O bispo Stagliano manifestou opiniões fortes sobre o assunto. "Papai Noel é pai de todos ou apenas de alguns?", indagou, apontando falhas nos argumentos a favor de Papai Noel. "Durante o lockdown, Papai Noel não visitou as famílias que costumava visitar antes. Por quê? Com certeza não foi por medo do coronavírus."

Ele recordou em tom saudoso o tempo quando as crianças italianas endereçavam suas listas de desejos ao menino Jesus, "não a Papai Noel, às renas, vamos ao cinema, vamos ao boliche e toda essa baboseira americana".

Este ano, nacionalistas abriram uma nova frente nas divergências italianas em torno do Natal. Loucos por identificar uma questão que engaje a atenção do público num tempo de estabilidade política, eles se aferraram à alegação da direita americana de que se opõe à guerra ao Natal.

Para os nacionalistas, o alvo principal não é Papai Noel, mas a União Europeia.

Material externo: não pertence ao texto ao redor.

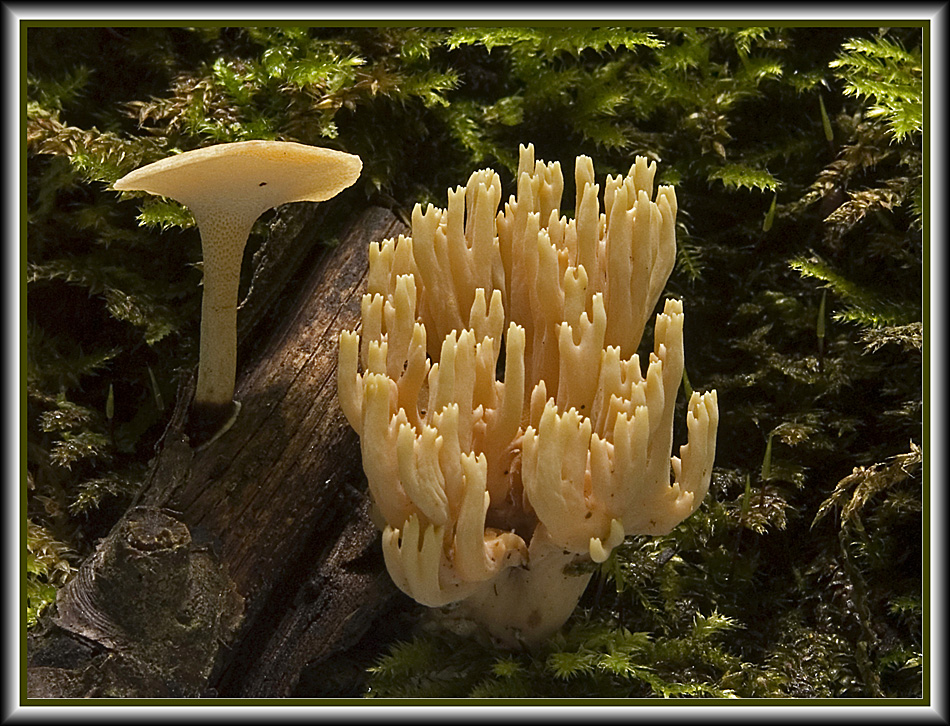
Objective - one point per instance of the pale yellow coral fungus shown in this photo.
(488, 489)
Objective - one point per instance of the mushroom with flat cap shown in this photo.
(227, 187)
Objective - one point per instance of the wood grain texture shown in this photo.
(279, 499)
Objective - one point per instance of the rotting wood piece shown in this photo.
(272, 496)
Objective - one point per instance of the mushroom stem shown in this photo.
(218, 359)
(223, 239)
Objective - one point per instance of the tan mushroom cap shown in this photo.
(254, 175)
(227, 187)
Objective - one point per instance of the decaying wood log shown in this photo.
(241, 562)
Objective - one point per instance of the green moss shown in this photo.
(798, 161)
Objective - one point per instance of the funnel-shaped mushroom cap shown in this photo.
(251, 175)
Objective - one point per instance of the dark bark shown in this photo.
(242, 562)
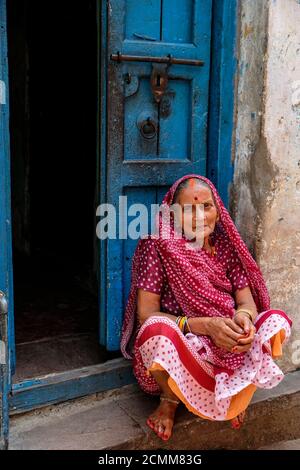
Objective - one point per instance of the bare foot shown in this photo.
(237, 422)
(162, 420)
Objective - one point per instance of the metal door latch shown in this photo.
(159, 74)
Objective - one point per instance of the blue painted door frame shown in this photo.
(197, 99)
(6, 285)
(72, 384)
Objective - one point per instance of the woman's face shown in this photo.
(201, 203)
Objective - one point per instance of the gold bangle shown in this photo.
(248, 312)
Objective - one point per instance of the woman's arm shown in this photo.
(243, 298)
(222, 330)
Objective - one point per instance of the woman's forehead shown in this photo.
(195, 193)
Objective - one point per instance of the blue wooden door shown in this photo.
(149, 143)
(7, 346)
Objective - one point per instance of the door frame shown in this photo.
(58, 387)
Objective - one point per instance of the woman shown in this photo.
(198, 322)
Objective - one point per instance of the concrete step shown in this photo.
(117, 420)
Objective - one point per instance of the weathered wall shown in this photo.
(266, 188)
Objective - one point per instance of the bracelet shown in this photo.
(182, 322)
(248, 312)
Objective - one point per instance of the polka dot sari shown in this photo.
(212, 382)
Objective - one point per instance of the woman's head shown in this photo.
(197, 195)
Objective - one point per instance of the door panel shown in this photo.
(139, 164)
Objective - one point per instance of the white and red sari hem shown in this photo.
(208, 390)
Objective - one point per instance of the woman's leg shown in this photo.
(162, 420)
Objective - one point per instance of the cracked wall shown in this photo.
(266, 186)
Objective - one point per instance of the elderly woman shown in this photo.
(198, 323)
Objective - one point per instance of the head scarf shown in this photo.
(199, 285)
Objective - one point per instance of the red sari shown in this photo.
(212, 382)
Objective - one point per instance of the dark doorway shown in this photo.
(53, 109)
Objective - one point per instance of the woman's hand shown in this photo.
(224, 332)
(244, 343)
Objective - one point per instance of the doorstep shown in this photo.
(116, 420)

Um jornal conservador italiano descobriu em novembro que o gabinete de um comissário da UE havia redigido diretrizes para as correspondências internacionais. As novas regras propostas pediam que fosse usada uma linguagem mais inclusiva, com neutralidade de gênero e que contivesse menos referências explícitas ao Natal.

"Nem todos comemoram os feriados cristãos, e nem todos os cristãos os festejam nas mesmas datas", diz o documento, que aconselhou funcionários a evitar frases como "o período natalino pode ser estressante". Melhor seria, sugere o texto, dizer que "o período das festas de fim de ano pode ser estressante".

O estresse foi imediato. Líderes da ultradireita não hesitaram em responder à altura. O líder nacionalista e ex-vice-primeiro-ministro Matteo Salvini postou nas redes sociais uma imagem de uma estátua decapitada da Virgem Maria jogada numa valeta.

Salvini, que não é especialmente religioso mas frequentemente se caracteriza como defensor da cristandade, escreveu no Facebook: "A Comissão Europeia pede que não festejemos o Santo Natal para não ofender a outros, e algum imbecil faz estas coisas grotescas".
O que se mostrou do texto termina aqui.